Saturday, November 15, 2014

 It’s a rare advertisement that delivers exactly what it promises, but that was the case for Intel when it took out a half-page spot 43 years ago to tout its 4004 4-bit CPU in the November 15, 1971 issue of Electronic News promising “a new era of integrated electronics.” If anything, the ad undersold the product. The 4004 was the world’s first commercially available single chip microprocessor, and it would change computing forever.
You probably have at least a general idea that the central processing unit (or CPU) is the “brains” of your computer. It carries out the commands your various programs feed into it, allowing you to calculate tips, listen to music, or share pictures of your cat (or your lunch. Or your cat’s lunch…) with the push of a few buttons. The history of computing can largely be boiled down to the evolution of the CPU. The earliest computers didn’t have central command units that could carry out multiple commands, and had to be physically rewired to perform a new task. Central processing units came along to allow more versatility in what a computer would do, but they were bulky and slow, initially made up of vacuum tubes before advancing into transistor-based design.
The idea of containing a computer’s CPU on a single microchip was revolutionary. It allowed computers to become faster, smaller, and able to carry out more functions. The Intel 4004 was initially placed in a calculator released by Japanese manufacturer Busicom, beginning the era of microprocessor-powered consumer electronics.
Today microchips can contain multiple CPUs (or cores).
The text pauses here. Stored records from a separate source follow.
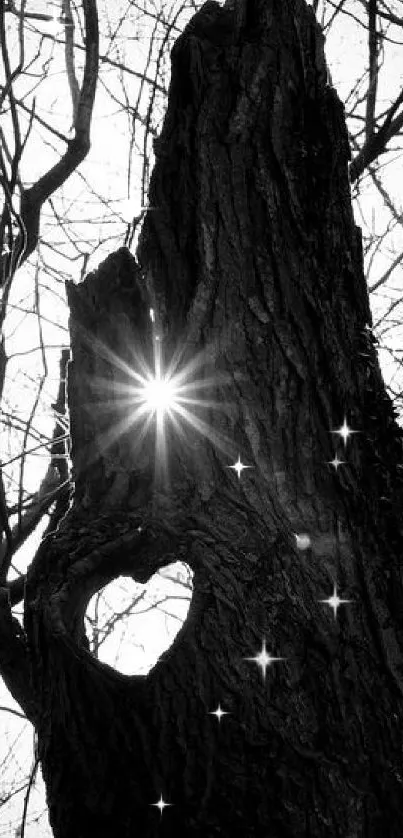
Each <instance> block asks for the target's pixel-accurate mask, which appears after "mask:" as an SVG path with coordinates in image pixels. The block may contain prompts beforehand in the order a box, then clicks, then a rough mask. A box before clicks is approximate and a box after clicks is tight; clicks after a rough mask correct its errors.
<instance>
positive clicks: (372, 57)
mask: <svg viewBox="0 0 403 838" xmlns="http://www.w3.org/2000/svg"><path fill="white" fill-rule="evenodd" d="M376 15H377V0H369V2H368V52H369V67H368V93H367V107H366V115H365V136H366V140H367V142H368V140H369V139H370V138H371V137H372V134H373V133H374V128H375V105H376V93H377V88H378V37H377V31H376Z"/></svg>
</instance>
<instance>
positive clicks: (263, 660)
mask: <svg viewBox="0 0 403 838" xmlns="http://www.w3.org/2000/svg"><path fill="white" fill-rule="evenodd" d="M245 660H247V661H254V663H257V665H258V666H260V668H261V670H262V675H263V681H265V680H266V669H267V667H268V666H271V665H272V663H275V662H276V661H283V660H285V658H274V657H272V655H268V654H267V649H266V639H265V638H263V642H262V649H261V651H260V652H259V653H257V654H256V655H254V656H253V657H251V658H245Z"/></svg>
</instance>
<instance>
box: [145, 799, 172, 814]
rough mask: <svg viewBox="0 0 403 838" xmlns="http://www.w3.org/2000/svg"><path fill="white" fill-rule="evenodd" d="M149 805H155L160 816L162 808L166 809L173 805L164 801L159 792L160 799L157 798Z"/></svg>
mask: <svg viewBox="0 0 403 838" xmlns="http://www.w3.org/2000/svg"><path fill="white" fill-rule="evenodd" d="M150 806H155V807H156V808H157V809H159V810H160V815H161V817H162V813H163V811H164V809H166V808H167V807H168V806H173V803H166V802H165V800H164V799H163V797H162V794H161V797H160V799H159V800H157V802H156V803H150Z"/></svg>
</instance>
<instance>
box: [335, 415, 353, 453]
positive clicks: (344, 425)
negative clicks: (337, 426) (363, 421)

A 4-bit CPU like the 4004 would be painfully slow and useless to a modern user, but the basic design of CPU’s hasn’t changed much from the 1950s. A common comparison is to say that today’s cellphones have more computing power than the earliest space shuttles. For what it’s worth, the crew designing the Pioneer 10 space probe, which launched from Cape Canaveral in 1972 and became the first spacecraft to escape our solar system, considered including the 4004 among its components. They decided against it on the basis that it was too new.